Sevastyan pressed the fibers between his fingers.
Ellisandre watched. He had strong fingers, knuckles that protruded from the backs of his hands and tendons that visibly moved as his fingers felt along the lengths of hemp. Familiar hands, but different. He’d touched the rope like this before: curious, anxious, earnest. In Berlin, in that natal instance of binding him, neither of the two of them had been children, but adulthood, that nebulous state of social maturity, had yet eluded them. Together, they had been two bare souls clutching at something real, without guidance or harbor. Tying him in that moment had been a prayer, as if binding his limbs together could bind his blood to his body—could seal Ellisandre’s intentions to the future.
Sevastyan’s fingers went to the cuffs of his sleeves. He undid them, one by one, then the buttons at the base of his throat and down the center line. The fabric slid from his shoulders. He let it fall to the rugs. There was a warm layer beneath the button-down. He pulled it off over his head. For a moment he looked down, holding the black cloth in his hands. Then he set it aside, putting both shirts on the couch beside the trunk. He turned on his knees so that he and Ellisandre were face to face.
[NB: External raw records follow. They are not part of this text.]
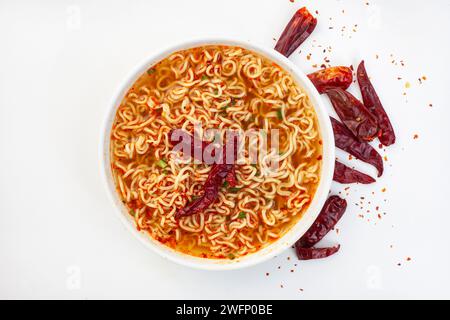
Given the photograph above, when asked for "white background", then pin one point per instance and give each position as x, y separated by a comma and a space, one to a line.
61, 62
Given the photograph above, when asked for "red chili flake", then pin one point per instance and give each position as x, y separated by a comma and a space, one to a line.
296, 32
316, 253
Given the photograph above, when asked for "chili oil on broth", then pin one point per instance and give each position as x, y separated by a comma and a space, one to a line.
222, 87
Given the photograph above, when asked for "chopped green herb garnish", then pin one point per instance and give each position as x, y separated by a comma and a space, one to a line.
161, 163
279, 114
The scar was still there. It marked the first place Ellisandre had touched Sevastyan, if not with their skin, but by their act. Ellisandre raised their hand. Sevastyan held still as their fingertips touched the purple knot on his shoulder. The bullet had just missed shattering his collarbone. The tissue was softer now than it had been ten years ago. The color had faded. Unlike before, he was caring for it.
Or someone else was.
Ellisandre waved toward his thighs. “Show me.”
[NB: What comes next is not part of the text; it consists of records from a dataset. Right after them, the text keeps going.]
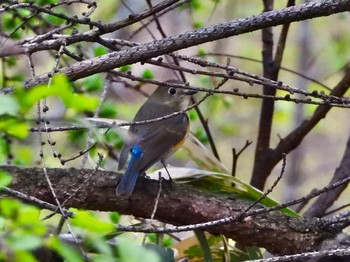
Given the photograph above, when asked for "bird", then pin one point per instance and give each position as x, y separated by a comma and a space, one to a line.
149, 143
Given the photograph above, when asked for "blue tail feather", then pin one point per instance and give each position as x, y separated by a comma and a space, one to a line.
128, 180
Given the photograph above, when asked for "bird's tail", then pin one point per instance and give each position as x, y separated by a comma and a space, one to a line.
128, 180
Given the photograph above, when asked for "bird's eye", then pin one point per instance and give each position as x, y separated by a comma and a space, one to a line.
172, 91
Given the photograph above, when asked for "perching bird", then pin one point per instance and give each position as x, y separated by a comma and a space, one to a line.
152, 142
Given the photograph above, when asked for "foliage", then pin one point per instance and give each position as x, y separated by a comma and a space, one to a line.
29, 113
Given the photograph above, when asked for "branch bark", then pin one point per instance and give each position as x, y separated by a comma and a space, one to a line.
170, 44
178, 205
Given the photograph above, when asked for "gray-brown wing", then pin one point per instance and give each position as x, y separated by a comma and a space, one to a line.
162, 140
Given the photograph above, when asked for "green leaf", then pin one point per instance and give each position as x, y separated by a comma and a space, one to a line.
66, 251
147, 74
89, 220
9, 208
24, 241
132, 252
5, 179
14, 127
25, 256
114, 217
98, 51
108, 110
8, 105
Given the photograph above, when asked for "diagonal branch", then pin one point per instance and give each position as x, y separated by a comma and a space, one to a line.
170, 44
178, 205
294, 139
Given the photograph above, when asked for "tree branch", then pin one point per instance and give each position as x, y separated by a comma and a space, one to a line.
200, 36
178, 205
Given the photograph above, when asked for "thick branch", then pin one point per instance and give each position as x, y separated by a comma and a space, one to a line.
178, 205
200, 36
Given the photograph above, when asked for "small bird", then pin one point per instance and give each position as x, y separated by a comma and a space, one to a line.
152, 142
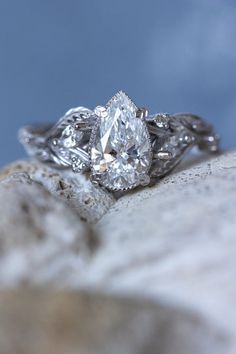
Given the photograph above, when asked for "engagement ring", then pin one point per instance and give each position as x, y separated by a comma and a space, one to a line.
121, 145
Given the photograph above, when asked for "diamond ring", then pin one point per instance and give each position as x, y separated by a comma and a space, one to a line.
121, 145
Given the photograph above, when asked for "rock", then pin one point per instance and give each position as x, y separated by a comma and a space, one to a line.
46, 322
163, 261
40, 237
90, 202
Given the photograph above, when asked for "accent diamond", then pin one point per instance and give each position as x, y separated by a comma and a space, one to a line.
120, 145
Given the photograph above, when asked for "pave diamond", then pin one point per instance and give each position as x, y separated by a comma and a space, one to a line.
120, 145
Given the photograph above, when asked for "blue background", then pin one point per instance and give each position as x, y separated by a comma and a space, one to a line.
168, 55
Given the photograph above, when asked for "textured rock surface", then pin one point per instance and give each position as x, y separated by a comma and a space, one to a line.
171, 246
40, 237
76, 190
He stood and undid his pants. There were two layers again. One did not live in Russia long without learning to dress in layers. He set his clothes aside, leaving only tight black boxers and black socks.
Ellisandre dragged their fingers over the second scar, this one on his leg. Prior claim. If there had been no prior claim, this mark might not have been necessary. The memory of pulling the trigger was still an isolated moment encased in glass with colors sharper than that point in time had borne. Leaving him in the train car, wounded and alone, had been a dark door through which to travel.
Sevastyan waited in silence. Ellisandre tapped his knee and he knelt. Like his face, his frame was no longer soft. The lengths of his limbs had filled out. His chest was broad and covered in muscle in the way that only came with age and discipline. Fine, light hair covered the plains on either side of his sternum in a way that had only been a whisper of a possibility when he was nineteen and twenty.
Ellisandre took one of the first ropes and loosed the knot holding it coiled. They held out their palm. Sevastyan laid his wrist within it, the smooth, vein-filled side up. It would be soothing to bind him and never let go. He was giving them the opportunity. Each time he’d come to them, he had given them the power to take his freedom forever.